General Maxwell Taylor (who before coming aboard the Kennedy administration was president of the Lincoln Center for the Performing Arts) voiced early opposition to the introduction of U.S. troops into Vietnam if the intention was to use them as counterguerrillas. “The white-faced soldier,” Taylor argued in a 1965 memo, “armed, equipped, and trained as he is, is not a suitable guerrilla fighter for Asian forests and jungles. The French tried to adapt their forces to this mission and failed. I doubt that U.S. forces could do much better.” In 1964, Taylor's view of South Vietnam was that “only the emergence of an exceptional leader could improve the situation and no George Washington is in sight.” (Actually, the Vietnamese George Washington, like it or not, was in Hanoi.) But even Taylor, a member of the so-called Never Again Club—a group of U.S. military minds so scarred by the nightmare of the Korean conflict that they had vowed never to engage in Asian land war again (at least, not without nuclear weapons)—was privately writing memos that contradicted every public and semipublic reservation he voiced: “I do not believe,” he wrote President Johnson in a top secret cable, “that our program to save [South Vietnam] will succeed without [the introduction of] U.S. troops.” He even suggested introducing U.S. tro
ops under humanitarian camouflage by sending them to deal with South Vietnam's incessant flooding.
McGeorge Bundy, Kennedy and Johnson's special assistant for national security affairs, wrote to McNamara an agonized, conflicted memo in 1965: “I see no reason to suppose that the Viet Cong will accommodate us by fighting the kind of war we desire…. [D] o we want to invest 200,000 men to cover an eventual retreat? Can we not do that just as well where we are?” Yet despite his own analysis he, too, consistently advised staying the course. In fact, he opted for the war's escalation in order “to pull the South Vietnamese together,” when he should have been able to conclude from the war's established narrative that the more the United States involved itself in South Vietnam the more South Vietnam disintegrated. “[Our] immediate targets,” Bundy believed, accurately, “are in the South—in the minds of the South Vietnamese and in the minds of the Viet Cong cadres.” Yet Bundy had a savantlike inability to understand the implications of what he himself argued. He supported the war but never sounded as though he did. Johnson eventually fired him for this seeming inconsistency of mind.
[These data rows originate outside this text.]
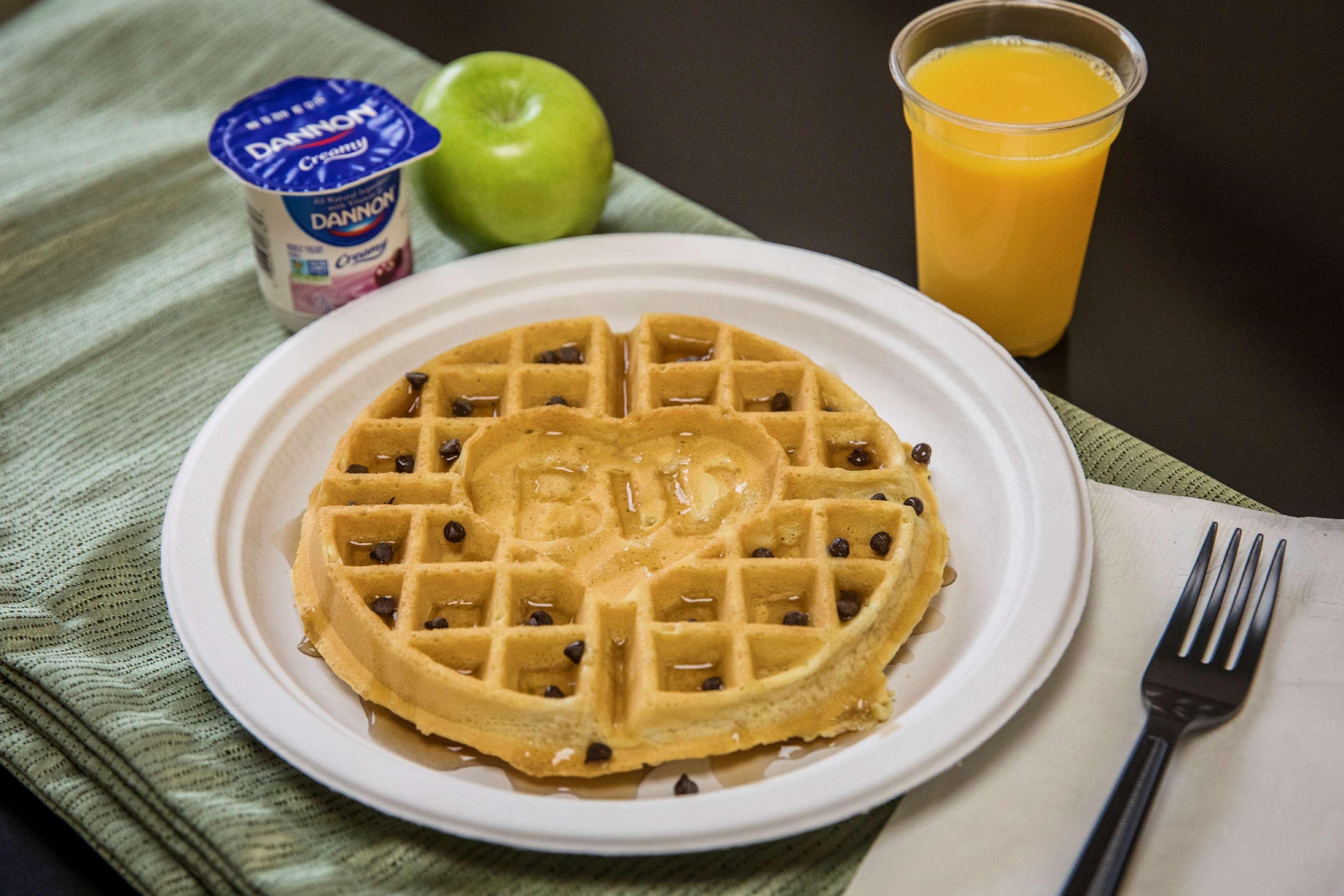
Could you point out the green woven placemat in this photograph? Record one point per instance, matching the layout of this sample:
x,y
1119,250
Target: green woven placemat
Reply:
x,y
128,311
One sees similar sagaciousness, though more inclination to heed it, in Undersecretary of State George Ball, the house peacenik of the Johnson administration. Ball, who believed Europe was where the United States’ struggle against Communism would live or die, wrote of the war in Vietnam more devastatingly, and far earlier, than any member of the Johnson administration. “Either everybody else is crazy,” he once said in frustration, “or I am.” When Ball began to realize Johnson's constant reassurance that he “listened hard” to Ball was completely false, he resigned in 1966, but not before composing a memo containing this memorable warning: “Once on the tiger's back we cannot be sure of picking the place to dismount.” In 1946, Ho Chi Minh used a similar analogy for war in Indochina: “[T]he tiger does not stand still. He lurks in the jungle by day and emerges by night. He will leap upon the back of the elephant, tearing huge chunks from his hide, and then he will leap back into the dark jungle. And slowly the elephant will bleed to death.” Ball, who was right about so much, was wrong about this. The United States was not on the tiger's back in Vietnam; it was on the elephant's.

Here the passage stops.